Today’s Global Climate Strike is a wake-up call for everyone. “Our house is on fire – let’s act like it. We demand climate justice for everyone,” is the call to arms by the strike’s organisers.
Should the property industry be a target for the strikers’ anger? Could we have done more to tackle climate change over the years? And most importantly, what should we be doing now to address fast-growing fears over the future of planet Earth?
Despite a flurry of activity in the 2000s, many of the sustainability measures that emerged then were forgotten during the mayhem of the 2008-09 crash. The industry could probably have got further in addressing climate change over the past two decades if this momentum had not been lost.

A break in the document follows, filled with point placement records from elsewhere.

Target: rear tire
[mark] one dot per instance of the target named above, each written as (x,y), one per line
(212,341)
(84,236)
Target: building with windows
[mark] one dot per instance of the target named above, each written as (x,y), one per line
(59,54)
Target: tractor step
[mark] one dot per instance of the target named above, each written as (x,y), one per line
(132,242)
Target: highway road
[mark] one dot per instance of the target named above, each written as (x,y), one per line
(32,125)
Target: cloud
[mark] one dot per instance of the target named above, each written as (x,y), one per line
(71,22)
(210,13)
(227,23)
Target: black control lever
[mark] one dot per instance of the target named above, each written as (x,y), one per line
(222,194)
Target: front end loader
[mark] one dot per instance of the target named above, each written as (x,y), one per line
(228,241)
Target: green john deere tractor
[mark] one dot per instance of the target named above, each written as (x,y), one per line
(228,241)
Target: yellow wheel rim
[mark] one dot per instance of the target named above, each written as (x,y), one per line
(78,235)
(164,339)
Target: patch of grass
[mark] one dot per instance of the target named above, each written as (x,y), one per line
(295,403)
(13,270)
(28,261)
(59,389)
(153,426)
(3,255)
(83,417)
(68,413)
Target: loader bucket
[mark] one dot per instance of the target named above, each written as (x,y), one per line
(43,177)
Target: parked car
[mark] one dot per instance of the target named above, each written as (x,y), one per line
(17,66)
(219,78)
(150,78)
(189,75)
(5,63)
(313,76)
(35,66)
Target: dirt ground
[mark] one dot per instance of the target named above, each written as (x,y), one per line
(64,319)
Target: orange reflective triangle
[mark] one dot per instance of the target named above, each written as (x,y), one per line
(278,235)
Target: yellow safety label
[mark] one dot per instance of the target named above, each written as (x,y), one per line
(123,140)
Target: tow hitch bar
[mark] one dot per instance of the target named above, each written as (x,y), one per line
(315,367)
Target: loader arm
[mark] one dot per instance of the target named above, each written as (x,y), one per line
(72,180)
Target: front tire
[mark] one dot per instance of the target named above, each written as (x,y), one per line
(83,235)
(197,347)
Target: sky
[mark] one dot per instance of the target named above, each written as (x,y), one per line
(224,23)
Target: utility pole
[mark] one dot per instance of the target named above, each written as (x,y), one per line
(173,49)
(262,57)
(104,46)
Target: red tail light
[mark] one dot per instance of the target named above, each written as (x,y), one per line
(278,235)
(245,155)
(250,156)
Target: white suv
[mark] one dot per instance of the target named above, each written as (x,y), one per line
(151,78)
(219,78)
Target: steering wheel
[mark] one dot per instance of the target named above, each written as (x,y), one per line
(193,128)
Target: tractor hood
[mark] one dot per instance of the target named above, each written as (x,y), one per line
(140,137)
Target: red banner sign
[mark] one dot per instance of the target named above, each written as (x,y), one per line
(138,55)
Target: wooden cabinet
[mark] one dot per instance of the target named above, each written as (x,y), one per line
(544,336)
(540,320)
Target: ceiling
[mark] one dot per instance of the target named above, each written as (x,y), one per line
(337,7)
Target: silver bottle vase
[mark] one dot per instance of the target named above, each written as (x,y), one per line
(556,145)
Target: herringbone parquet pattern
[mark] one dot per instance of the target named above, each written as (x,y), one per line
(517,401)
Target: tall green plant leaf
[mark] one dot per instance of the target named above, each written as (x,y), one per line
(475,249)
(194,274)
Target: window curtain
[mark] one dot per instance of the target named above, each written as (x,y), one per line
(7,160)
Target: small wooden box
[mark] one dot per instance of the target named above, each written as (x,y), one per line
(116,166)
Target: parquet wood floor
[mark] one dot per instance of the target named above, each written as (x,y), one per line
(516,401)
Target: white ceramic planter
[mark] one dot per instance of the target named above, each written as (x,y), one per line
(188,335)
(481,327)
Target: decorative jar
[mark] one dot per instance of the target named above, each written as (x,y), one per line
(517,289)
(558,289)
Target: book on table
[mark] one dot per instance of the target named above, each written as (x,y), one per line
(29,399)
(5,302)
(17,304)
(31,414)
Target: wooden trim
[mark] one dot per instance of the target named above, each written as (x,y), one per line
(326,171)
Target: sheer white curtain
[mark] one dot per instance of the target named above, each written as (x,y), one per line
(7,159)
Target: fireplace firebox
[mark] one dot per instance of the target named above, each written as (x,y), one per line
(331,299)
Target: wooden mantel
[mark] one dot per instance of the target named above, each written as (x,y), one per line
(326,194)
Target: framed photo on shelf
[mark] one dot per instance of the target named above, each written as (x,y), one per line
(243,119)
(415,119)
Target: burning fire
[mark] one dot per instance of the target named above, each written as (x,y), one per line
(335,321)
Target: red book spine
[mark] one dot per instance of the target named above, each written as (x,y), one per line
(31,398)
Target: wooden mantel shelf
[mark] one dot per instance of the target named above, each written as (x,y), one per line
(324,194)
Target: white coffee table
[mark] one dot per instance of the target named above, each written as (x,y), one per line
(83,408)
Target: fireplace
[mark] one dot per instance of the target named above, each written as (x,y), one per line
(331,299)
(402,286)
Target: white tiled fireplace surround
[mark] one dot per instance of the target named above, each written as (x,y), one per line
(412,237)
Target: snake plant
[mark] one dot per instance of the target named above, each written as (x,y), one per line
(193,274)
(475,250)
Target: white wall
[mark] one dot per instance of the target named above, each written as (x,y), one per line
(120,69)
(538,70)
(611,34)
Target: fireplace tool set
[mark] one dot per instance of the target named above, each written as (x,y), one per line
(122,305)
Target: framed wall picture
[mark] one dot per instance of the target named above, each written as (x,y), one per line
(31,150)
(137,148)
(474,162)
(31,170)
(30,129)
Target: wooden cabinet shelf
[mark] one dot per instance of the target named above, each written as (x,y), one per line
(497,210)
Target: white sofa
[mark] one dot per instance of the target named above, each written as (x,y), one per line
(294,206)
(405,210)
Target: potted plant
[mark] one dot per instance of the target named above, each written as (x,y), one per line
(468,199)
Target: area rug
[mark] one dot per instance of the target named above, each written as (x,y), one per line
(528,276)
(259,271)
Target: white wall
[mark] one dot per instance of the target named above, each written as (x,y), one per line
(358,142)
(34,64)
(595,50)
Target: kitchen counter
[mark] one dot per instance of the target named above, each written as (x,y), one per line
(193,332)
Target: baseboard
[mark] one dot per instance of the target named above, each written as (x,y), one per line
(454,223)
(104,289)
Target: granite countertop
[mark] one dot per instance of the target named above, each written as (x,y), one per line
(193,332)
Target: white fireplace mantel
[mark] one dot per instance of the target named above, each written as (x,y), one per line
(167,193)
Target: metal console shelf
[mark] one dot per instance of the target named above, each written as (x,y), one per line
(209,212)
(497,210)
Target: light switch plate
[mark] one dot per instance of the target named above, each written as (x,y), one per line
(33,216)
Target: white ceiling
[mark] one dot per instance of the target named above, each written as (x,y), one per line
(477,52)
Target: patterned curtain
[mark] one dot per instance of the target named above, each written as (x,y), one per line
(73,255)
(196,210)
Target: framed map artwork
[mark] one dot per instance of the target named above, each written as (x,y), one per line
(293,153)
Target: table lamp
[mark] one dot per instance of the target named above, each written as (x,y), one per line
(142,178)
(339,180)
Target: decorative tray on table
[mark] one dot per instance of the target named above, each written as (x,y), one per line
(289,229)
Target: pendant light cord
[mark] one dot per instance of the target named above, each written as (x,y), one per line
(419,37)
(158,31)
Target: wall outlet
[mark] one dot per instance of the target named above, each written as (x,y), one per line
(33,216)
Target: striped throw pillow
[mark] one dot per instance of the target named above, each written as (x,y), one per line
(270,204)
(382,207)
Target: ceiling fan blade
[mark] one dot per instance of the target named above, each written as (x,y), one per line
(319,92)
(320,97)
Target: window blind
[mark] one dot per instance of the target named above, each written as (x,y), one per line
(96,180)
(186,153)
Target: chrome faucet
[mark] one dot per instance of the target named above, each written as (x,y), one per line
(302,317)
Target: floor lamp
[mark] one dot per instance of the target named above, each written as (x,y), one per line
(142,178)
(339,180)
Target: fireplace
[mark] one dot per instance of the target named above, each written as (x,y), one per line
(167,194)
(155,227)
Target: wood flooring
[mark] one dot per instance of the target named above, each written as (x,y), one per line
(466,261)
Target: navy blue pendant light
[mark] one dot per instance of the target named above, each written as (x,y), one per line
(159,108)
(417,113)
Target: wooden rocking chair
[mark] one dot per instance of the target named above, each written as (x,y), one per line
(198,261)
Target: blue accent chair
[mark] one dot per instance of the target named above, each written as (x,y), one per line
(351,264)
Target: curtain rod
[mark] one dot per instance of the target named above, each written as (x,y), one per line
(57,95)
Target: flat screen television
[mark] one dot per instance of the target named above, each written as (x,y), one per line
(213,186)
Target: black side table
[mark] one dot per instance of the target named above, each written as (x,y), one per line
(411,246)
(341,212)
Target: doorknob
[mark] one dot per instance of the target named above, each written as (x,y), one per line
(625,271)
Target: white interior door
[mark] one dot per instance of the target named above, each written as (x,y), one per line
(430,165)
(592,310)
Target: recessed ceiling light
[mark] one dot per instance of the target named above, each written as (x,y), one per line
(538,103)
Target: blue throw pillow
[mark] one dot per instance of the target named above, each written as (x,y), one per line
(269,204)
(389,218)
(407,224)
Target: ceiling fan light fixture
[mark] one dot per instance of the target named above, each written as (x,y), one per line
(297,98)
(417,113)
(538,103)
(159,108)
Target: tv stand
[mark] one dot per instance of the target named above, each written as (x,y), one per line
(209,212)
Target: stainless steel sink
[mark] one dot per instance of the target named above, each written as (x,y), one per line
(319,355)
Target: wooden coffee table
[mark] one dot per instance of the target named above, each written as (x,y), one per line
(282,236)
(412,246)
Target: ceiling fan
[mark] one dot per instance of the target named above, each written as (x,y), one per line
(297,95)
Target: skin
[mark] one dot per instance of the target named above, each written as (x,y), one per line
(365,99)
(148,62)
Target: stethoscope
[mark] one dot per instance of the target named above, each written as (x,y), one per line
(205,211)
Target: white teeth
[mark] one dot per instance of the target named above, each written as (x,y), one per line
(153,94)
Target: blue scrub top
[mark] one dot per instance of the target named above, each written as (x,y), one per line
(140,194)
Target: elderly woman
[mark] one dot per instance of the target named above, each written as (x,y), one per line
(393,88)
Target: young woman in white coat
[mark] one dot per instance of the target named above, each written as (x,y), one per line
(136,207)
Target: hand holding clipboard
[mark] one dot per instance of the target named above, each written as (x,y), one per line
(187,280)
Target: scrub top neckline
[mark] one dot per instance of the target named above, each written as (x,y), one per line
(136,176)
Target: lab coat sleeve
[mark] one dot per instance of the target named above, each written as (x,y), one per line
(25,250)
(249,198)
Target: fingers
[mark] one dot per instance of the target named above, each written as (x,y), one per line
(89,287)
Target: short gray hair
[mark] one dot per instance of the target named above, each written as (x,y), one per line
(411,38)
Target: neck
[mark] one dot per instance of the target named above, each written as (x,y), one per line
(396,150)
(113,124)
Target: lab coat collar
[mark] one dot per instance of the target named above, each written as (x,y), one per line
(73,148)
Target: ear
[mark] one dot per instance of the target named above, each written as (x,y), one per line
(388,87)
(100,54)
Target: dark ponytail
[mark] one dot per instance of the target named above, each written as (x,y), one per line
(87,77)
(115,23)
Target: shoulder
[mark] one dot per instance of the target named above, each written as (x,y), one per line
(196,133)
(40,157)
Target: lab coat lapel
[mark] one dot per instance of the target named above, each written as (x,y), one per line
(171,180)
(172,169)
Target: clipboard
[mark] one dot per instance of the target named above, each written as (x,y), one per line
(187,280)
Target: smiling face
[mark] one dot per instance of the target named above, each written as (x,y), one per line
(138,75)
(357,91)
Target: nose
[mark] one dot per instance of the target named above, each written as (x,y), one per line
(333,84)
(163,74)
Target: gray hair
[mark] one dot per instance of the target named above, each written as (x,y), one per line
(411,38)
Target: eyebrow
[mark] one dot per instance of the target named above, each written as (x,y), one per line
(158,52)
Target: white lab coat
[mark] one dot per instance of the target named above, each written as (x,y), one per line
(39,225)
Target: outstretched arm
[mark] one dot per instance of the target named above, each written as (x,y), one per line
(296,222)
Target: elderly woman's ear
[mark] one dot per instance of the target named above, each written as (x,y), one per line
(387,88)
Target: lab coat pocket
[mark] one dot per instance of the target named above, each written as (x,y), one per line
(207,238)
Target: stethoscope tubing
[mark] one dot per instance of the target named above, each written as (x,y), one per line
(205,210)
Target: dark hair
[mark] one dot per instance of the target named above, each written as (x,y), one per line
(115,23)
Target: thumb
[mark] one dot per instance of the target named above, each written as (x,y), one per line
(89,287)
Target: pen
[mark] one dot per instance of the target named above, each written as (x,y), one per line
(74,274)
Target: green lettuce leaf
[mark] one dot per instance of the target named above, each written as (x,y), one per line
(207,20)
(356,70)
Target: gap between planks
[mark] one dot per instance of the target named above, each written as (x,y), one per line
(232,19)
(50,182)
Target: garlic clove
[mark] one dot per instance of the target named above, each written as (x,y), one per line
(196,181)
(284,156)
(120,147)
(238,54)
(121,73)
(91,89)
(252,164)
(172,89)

The World Economic Forum estimates that the real estate sector consumes more than 40% of global energy per year and that buildings originate 20% of greenhouse gas emissions and use 40% of raw materials.
The real estate case to support action on climate change is both an economic and a moral one
At the same time, the World Green Building Council states that the percentage of owners reporting that new green buildings have an asset value higher than that of traditional buildings has nearly doubled to 30%.
BNP Paribas Real Estate has said: “Green properties improve returns and future-proof the value of real estate investments. These types of properties have lower operating expenses and voids and can generate higher rents.”
So crucially, particularly when looking at the whole life of a building, the real estate case to support action on climate change is both an economic and a moral one. The industry, encouraged by its customers, is in action mode.
Property companies’ go-to approach has been to focus on energy initiatives through BREEAM-type certification and efficiency improvements, usually off a stated baseline. Like some of our peers, we have already exceeded our original targets, ahead of schedule.
Now is the time to build on these foundations, not least because our customers have their own significant sustainability ambitions. For example, DPD (La Poste) has the world’s largest electric vehicle fleet and has committed to power them through renewable energy – a bold measure. It has also announced a first all-electric parcel depot in Westminster, with the capacity to deliver 2,000 parcels a day using an all-electric fleet.
Amazon has also gone big on renewable energy, committing investment to wind farms in the US, Sweden and Ireland. I could cite many other key SEGRO customers with similar objectives: DHL, Yoox Net-a-Porter, IKEA – the list goes on.
So the minimum pledge has to be to reduce our carbon footprint in line with the Paris Agreement on Climate Change by 2050. Our own path to that goal is to achieve a 40% reduction by 2025.
How can the industry succeed? Relatively easily, with forward planning: work out what is material to your business, identify what you can influence, have a science-based approach to measurement and then ensure management control. We are particularly focused on procurement and generating zero-carbon renewable energy, sending zero waste to landfill, conducting full lifecycle assessments and tackling embodied carbon by challenging the choice of materials.
And the really fun part? Improving biodiversity. We have introduced bees into many of our developments and have more than 150 hives across our estates. Aside from the pollinating advantages, we’ve found customers keen to include apiculture in their wellbeing initiatives (and they seem to enjoy the honey, too). Pocket parks, insect hotels, bat boxes, rice fields, vineyards, aubergines, sheep and even buffalo now appear across our portfolio.
We know we can do more and have set clear, rigorous targets to ensure we do just that. Now is the time for the whole property industry to collectively step up. Our investors, customers and employees expect nothing less.